Critique: Electric India

Today’s poster comes from Anjali Sharma. It is being presented at the Energy For Society conference in April. Click to enlarge!

It’s... square. This is interesting, because I don’t see many square posters here on the blog.

Something you may not see (depending on browser settings and such) is that this poster has a wide margin. Margins are very undervalued on many posters, and the margin helps give this poster some lightness.

I’m having a hard time moving past the title. Those letters touching the top of the box are just killing me. There is room to center the text better vertically, since none of the bottom descenders (the lower case Gs) are threatening to touch the bottom of the red box.

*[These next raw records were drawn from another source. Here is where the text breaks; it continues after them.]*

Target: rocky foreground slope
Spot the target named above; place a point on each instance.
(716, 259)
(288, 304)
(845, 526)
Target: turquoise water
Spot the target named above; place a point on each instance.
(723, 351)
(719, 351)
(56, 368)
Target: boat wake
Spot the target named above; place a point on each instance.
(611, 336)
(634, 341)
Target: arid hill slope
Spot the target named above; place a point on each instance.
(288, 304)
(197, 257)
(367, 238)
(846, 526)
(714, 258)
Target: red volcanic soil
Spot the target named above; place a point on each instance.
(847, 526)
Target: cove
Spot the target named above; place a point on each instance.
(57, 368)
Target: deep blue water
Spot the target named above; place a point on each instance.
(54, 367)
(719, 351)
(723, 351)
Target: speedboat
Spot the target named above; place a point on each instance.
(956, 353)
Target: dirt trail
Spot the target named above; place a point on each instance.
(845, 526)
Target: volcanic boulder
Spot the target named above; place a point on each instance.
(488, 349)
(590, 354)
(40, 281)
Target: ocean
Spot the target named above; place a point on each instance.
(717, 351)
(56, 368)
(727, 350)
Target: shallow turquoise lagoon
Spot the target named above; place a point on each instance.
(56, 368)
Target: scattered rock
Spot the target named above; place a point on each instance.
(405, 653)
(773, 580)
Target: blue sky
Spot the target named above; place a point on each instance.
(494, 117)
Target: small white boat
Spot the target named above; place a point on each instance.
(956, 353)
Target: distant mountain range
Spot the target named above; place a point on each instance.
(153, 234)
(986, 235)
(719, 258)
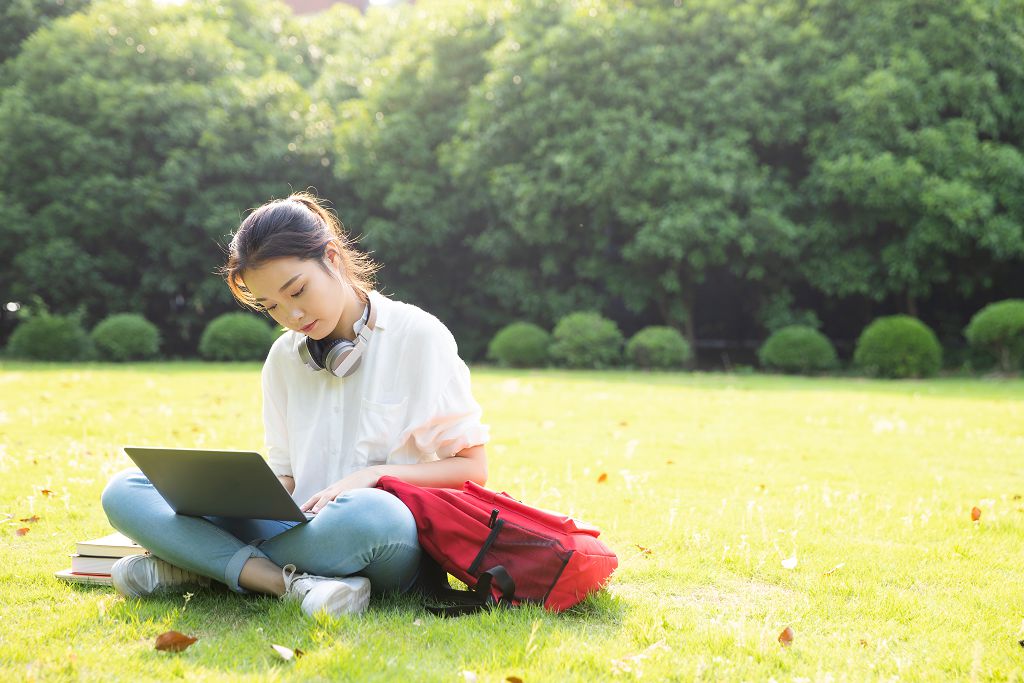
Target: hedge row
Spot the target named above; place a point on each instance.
(126, 337)
(892, 346)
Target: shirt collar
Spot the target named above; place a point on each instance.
(383, 306)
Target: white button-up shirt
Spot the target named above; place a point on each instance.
(409, 401)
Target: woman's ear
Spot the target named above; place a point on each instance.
(333, 258)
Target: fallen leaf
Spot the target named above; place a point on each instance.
(172, 641)
(785, 638)
(833, 570)
(632, 665)
(287, 653)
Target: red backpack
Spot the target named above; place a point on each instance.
(505, 551)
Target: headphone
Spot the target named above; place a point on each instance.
(340, 356)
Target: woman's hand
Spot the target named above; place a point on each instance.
(363, 479)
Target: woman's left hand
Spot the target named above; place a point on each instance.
(363, 479)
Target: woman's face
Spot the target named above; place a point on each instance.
(298, 293)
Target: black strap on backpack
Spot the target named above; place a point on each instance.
(432, 584)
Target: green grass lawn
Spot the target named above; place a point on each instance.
(713, 480)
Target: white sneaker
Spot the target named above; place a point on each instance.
(139, 575)
(334, 596)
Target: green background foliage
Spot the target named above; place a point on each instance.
(898, 346)
(723, 167)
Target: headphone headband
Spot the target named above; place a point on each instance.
(340, 356)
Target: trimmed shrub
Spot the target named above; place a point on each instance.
(47, 337)
(657, 346)
(587, 339)
(998, 329)
(520, 345)
(898, 346)
(126, 337)
(237, 337)
(798, 348)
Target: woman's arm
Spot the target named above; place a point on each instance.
(469, 464)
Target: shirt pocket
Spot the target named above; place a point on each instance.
(379, 428)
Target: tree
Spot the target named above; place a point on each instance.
(915, 172)
(131, 140)
(624, 152)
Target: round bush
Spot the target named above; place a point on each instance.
(237, 337)
(657, 346)
(798, 348)
(998, 329)
(520, 345)
(898, 346)
(46, 337)
(126, 337)
(587, 340)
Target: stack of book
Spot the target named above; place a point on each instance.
(93, 559)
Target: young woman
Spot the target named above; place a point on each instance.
(359, 387)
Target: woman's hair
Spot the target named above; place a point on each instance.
(298, 225)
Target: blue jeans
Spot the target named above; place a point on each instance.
(365, 531)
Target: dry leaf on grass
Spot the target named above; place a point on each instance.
(172, 641)
(631, 665)
(785, 638)
(287, 653)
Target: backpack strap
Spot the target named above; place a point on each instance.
(432, 584)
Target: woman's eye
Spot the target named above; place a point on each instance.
(269, 308)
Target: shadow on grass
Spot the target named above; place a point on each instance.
(236, 632)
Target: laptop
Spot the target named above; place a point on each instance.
(221, 483)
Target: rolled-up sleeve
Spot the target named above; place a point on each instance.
(445, 418)
(274, 425)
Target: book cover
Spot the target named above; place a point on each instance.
(76, 578)
(114, 545)
(90, 564)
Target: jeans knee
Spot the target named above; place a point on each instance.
(118, 491)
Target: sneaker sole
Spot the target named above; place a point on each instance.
(348, 602)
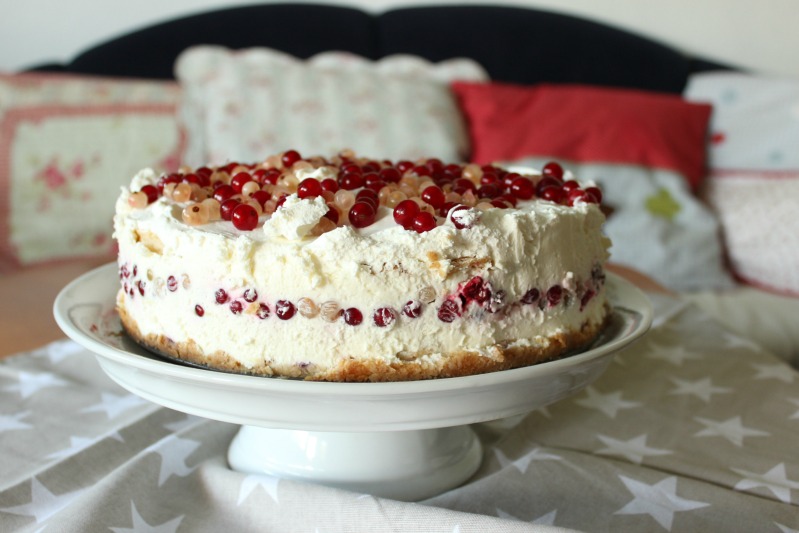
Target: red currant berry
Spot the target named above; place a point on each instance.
(412, 309)
(329, 184)
(261, 197)
(244, 217)
(309, 188)
(362, 214)
(522, 188)
(151, 191)
(220, 296)
(553, 170)
(223, 192)
(284, 309)
(351, 181)
(290, 157)
(385, 316)
(332, 213)
(353, 316)
(531, 296)
(238, 181)
(390, 175)
(461, 185)
(227, 207)
(434, 196)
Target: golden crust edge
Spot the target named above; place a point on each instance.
(455, 364)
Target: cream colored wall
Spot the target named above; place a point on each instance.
(761, 36)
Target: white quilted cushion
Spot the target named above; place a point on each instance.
(245, 105)
(754, 173)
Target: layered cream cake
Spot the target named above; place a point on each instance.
(350, 269)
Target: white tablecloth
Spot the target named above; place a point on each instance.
(690, 429)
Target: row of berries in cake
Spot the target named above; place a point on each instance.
(474, 292)
(421, 194)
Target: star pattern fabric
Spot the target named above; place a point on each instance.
(660, 500)
(689, 429)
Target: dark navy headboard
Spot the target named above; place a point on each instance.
(513, 44)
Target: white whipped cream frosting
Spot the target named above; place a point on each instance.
(537, 245)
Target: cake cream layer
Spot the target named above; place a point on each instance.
(273, 300)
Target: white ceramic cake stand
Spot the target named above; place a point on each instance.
(407, 441)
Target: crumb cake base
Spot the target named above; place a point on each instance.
(502, 356)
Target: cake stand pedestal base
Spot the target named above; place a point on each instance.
(410, 465)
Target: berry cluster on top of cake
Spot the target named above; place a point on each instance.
(346, 268)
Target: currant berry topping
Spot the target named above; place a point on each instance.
(362, 214)
(353, 316)
(449, 311)
(554, 295)
(424, 221)
(250, 295)
(412, 309)
(405, 212)
(221, 296)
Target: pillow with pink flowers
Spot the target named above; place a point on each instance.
(67, 144)
(753, 182)
(244, 105)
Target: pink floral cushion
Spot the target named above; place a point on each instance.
(753, 184)
(244, 105)
(67, 144)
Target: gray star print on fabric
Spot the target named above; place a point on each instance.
(251, 482)
(660, 501)
(676, 355)
(30, 383)
(523, 462)
(174, 451)
(547, 519)
(702, 389)
(14, 422)
(60, 350)
(634, 449)
(44, 503)
(114, 405)
(733, 430)
(141, 526)
(775, 480)
(779, 372)
(610, 404)
(795, 401)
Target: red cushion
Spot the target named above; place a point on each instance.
(584, 123)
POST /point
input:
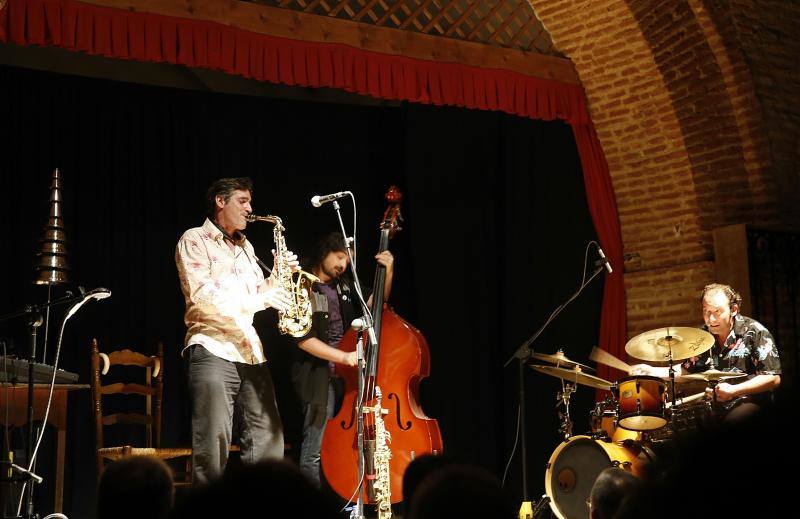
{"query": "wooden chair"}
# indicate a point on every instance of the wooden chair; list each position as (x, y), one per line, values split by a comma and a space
(149, 393)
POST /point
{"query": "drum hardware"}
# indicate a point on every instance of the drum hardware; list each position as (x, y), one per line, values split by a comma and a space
(570, 378)
(712, 374)
(562, 397)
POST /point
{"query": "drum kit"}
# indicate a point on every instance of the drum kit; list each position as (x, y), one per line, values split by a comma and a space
(641, 411)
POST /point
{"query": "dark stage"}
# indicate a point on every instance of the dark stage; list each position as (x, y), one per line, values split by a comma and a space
(496, 225)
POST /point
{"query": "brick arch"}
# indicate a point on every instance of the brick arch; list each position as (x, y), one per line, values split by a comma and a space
(672, 96)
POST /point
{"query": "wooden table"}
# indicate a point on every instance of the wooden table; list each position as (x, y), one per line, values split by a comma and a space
(17, 396)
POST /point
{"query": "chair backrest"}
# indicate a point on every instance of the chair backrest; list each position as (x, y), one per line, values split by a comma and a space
(150, 386)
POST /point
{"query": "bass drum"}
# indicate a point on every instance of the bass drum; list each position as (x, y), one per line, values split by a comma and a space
(575, 465)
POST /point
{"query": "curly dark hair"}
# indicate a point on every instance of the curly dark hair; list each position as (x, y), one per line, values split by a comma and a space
(734, 298)
(225, 187)
(331, 242)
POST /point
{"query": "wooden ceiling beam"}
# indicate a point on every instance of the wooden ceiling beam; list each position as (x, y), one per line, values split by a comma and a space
(295, 25)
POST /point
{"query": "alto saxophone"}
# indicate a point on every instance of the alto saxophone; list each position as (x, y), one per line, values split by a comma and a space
(296, 321)
(383, 483)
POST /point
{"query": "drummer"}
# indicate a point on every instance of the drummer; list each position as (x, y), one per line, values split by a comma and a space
(742, 345)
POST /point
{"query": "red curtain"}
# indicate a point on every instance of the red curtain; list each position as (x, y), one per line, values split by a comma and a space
(122, 34)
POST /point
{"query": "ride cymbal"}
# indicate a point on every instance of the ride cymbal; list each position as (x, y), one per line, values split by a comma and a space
(683, 342)
(575, 375)
(559, 359)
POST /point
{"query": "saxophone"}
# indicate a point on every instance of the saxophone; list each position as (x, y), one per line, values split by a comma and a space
(297, 320)
(382, 484)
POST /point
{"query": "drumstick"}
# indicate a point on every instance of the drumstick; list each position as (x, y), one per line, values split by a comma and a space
(603, 357)
(686, 400)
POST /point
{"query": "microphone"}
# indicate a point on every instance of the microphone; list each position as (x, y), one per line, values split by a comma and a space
(359, 324)
(606, 264)
(318, 200)
(97, 293)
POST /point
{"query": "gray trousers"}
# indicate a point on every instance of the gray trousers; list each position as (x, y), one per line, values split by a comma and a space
(314, 421)
(221, 392)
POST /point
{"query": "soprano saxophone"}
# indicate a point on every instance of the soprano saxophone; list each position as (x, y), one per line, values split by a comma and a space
(381, 457)
(296, 321)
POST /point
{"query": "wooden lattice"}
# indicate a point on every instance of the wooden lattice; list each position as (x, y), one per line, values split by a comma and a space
(504, 23)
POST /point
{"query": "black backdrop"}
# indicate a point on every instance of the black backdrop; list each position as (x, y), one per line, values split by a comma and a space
(494, 238)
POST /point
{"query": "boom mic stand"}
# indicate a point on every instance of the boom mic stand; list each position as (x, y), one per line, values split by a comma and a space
(34, 320)
(523, 354)
(365, 364)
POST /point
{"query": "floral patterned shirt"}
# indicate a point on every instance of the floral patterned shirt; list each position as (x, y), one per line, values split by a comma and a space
(749, 348)
(220, 287)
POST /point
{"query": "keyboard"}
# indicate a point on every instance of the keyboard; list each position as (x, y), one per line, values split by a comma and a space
(15, 370)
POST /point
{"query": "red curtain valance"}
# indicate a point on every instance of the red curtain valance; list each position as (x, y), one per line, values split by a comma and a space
(117, 33)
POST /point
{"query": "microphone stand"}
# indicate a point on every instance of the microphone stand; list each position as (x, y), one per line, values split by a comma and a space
(34, 320)
(365, 363)
(523, 354)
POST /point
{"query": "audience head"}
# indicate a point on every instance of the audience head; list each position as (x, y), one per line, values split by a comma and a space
(419, 468)
(610, 489)
(135, 487)
(272, 488)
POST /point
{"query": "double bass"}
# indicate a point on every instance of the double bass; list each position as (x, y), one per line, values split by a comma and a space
(397, 366)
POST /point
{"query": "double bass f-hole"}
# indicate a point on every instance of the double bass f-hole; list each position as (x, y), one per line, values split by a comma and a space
(393, 397)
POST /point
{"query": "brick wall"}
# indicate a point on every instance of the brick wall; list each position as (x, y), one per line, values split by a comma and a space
(694, 135)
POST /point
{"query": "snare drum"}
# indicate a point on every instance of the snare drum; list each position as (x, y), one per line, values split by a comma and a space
(575, 465)
(641, 403)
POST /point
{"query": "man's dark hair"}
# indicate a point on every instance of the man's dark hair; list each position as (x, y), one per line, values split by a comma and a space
(331, 242)
(225, 187)
(610, 489)
(139, 486)
(734, 298)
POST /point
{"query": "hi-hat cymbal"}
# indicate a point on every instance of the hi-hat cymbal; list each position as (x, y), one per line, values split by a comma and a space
(712, 374)
(655, 345)
(559, 359)
(575, 375)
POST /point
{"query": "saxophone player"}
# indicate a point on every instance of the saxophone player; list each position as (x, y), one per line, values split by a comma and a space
(224, 287)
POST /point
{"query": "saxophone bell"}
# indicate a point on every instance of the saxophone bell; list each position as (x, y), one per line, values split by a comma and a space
(297, 320)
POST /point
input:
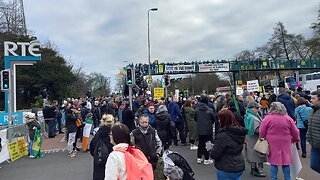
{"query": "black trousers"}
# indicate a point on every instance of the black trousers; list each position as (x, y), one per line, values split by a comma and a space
(202, 151)
(182, 135)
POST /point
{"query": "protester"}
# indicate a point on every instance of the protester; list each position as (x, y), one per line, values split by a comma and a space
(71, 129)
(280, 131)
(302, 113)
(146, 138)
(126, 162)
(205, 118)
(192, 125)
(313, 134)
(86, 132)
(176, 117)
(227, 147)
(116, 165)
(252, 122)
(49, 114)
(101, 136)
(128, 117)
(33, 125)
(163, 126)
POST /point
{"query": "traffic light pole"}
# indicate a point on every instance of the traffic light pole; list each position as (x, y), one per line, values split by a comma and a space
(130, 96)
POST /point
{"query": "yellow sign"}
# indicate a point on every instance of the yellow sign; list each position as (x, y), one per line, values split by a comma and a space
(160, 69)
(17, 149)
(158, 93)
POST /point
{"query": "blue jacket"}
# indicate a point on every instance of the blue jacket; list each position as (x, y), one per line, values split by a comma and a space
(151, 116)
(175, 112)
(288, 102)
(302, 113)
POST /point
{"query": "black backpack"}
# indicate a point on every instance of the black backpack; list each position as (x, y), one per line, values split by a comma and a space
(101, 153)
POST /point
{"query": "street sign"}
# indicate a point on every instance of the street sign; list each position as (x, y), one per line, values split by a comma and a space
(158, 93)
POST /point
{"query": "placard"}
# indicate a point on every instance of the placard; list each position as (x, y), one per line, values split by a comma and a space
(158, 93)
(17, 149)
(253, 86)
(214, 67)
(179, 68)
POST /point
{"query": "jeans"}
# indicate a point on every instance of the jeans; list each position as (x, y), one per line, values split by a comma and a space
(315, 159)
(71, 140)
(303, 140)
(223, 175)
(51, 129)
(30, 148)
(202, 151)
(285, 170)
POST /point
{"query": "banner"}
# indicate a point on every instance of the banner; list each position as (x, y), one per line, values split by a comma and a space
(214, 67)
(253, 86)
(179, 68)
(158, 93)
(4, 153)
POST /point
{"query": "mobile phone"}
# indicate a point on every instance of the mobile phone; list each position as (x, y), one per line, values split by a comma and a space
(209, 145)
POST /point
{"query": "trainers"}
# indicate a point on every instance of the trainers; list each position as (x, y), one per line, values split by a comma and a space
(199, 160)
(207, 162)
(193, 147)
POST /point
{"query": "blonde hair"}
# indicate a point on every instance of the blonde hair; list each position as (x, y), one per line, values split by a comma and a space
(278, 108)
(107, 120)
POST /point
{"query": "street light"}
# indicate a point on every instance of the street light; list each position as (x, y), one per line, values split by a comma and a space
(152, 9)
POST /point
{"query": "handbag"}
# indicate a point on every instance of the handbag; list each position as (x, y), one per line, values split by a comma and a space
(262, 146)
(79, 123)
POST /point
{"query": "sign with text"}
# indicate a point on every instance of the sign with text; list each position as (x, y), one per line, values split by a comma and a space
(17, 149)
(214, 67)
(179, 68)
(158, 93)
(11, 48)
(17, 118)
(253, 86)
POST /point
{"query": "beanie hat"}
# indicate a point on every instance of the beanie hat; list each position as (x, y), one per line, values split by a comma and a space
(150, 103)
(162, 108)
(253, 104)
(89, 115)
(107, 120)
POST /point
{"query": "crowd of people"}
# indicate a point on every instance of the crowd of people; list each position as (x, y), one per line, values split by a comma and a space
(222, 129)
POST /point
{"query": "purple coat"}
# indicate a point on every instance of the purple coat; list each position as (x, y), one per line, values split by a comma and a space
(280, 131)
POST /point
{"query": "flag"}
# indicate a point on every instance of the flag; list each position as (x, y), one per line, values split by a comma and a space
(235, 102)
(37, 142)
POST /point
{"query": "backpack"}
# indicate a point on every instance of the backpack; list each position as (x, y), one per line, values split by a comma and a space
(101, 153)
(138, 166)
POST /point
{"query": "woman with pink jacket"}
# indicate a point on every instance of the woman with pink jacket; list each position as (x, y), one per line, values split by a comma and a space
(280, 131)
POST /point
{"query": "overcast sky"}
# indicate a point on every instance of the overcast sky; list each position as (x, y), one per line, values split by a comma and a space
(102, 34)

The lines around the columns are not heavy handed. They are light and well placed far from the text, so they add some visual interest rather than feeling like an attempt shoehorn too much content into too little space. But I always like to see what a poster looks like without boxes.

Speaking of lines, there are a couple of stray vertical gray lines on either side of the bottom bar graph that seem to be left over from importing the graphic on to the poster.

Here’s a slightly revised version of the poster. I cheated with the title, extending the coloured box up rather than centering the text. this leaves the poster no longer perfectly square, nor all margins equal. But I think you can see what I was going for.

This is a rare case where I think the removal of the boxes does not benefit the poster.

The poster feels grey and text heavy, even though there are some reasonably nice big images on it. This might be happening because of the visuals are buried in the bottom and the right, far from where people look first.

But this poster is is clean, readable, and no one would be embarrassed to hand it on a poster board.

1 comment:

  1. Subtle difference, but so much gentler on the eyes. The helium font (looks like the letters floated to the top) is lots better nudged to have a nice margin.